Monday, February 17, 2014


John Strohmayer came to the New York Mets when he was selected off waivers from the Montreal Expos on July 16, 1973. The right-hander had spent parts of four years in the major leagues with the Expos and was brought in to replace reliever Phil Hennigan. "We are both so happy," Mrs. Connie Strohmayer told the Montreal Gazette after the announcement. "He pitched so well against New York earlier this year and he had two good starts against them in '71. I guess they remember." John remembered one game in particular as his favorite ever at Shea Stadium, "Defeated Nolan Ryan and the Mets in a complete game 5-hitter in 1971. We won 2-1."

John made his debut with his new team that evening facing the Braves in Atlanta. He tossed a scoreless ninth inning during the Mets 8-6 loss. Strohmayer actually did not allow a run until a rough outing in St. Louis on July 26th. John would surrender six earned runs in two innings of relief including a grand slam home run to Cardinals pitching great, Bob Gibson. In total he only made seven appearances (two at Shea Stadium) before an arm surgery ended his season with the eventual 1973 National League Champions.

Strohmayer finished his injury rehabilitation and pitched with the Triple-A Tidewater Tides before earning a September call up the next year.
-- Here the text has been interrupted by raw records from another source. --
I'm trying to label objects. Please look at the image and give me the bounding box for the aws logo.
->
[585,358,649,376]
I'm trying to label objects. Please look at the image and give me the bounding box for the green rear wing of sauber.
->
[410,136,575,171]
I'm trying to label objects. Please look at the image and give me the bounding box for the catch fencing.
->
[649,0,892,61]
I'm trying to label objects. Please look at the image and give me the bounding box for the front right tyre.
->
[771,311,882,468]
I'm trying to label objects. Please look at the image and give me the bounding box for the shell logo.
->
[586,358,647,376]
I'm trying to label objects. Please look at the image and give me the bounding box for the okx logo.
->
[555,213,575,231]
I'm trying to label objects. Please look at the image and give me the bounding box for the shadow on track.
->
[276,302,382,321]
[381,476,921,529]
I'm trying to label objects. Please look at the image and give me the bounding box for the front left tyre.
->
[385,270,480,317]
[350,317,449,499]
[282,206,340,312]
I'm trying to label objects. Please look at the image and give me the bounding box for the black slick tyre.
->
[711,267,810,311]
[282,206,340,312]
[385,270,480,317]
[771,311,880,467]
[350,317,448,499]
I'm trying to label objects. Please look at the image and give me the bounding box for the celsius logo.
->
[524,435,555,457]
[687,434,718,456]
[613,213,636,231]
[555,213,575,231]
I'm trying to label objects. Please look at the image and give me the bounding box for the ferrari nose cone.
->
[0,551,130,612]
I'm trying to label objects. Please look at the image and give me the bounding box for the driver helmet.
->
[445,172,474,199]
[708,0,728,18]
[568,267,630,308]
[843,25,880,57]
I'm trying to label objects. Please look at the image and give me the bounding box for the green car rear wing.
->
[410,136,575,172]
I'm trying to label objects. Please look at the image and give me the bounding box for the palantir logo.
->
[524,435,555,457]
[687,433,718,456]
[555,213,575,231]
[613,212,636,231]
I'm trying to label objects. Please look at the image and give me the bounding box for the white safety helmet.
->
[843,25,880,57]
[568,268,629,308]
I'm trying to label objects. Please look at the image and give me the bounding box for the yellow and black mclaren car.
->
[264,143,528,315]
His appearance on September 14, 1974 at Shea was his final one of his major league career. "I had arm surgery in 1973 and it never really came back," Strohmayer remembered. "I went to spring training in 1975 with the Cleveland Indians. Frank Robinson was the manager. I decided after not being able to put up with the pain that I needed to go back and begin what I started, so I embarked on a career in education."

John first became a teacher and coach at the Middle School level, and soon advanced to teaching mathematics to High School students. Strohmayer began his administrative career in 1992 when the Gateway Unified School District was formed in Northern California. He retired with 16 years of teaching and 17 more years of school administration on his resumé. "We turned 1930s and 1940s schools into really quality modern school sites," John explained. "It took a lot of money but there were a lot of real positives."

John and Connie Strohmayer enjoyed some good fortune in February of 2009. They joined 14 other Gateway employees in dividing up a $76 million California Super LOTTO Plus jackpot. "The most fantastic thing about this win is that we have really good people- all of them hard working educators- and now they get to realize their dreams," said Steve Gray, assistant principal at the Shasta Lake School.

John Strohmayer signed his card in the set from an autograph request sent to his home on September 20, 2011.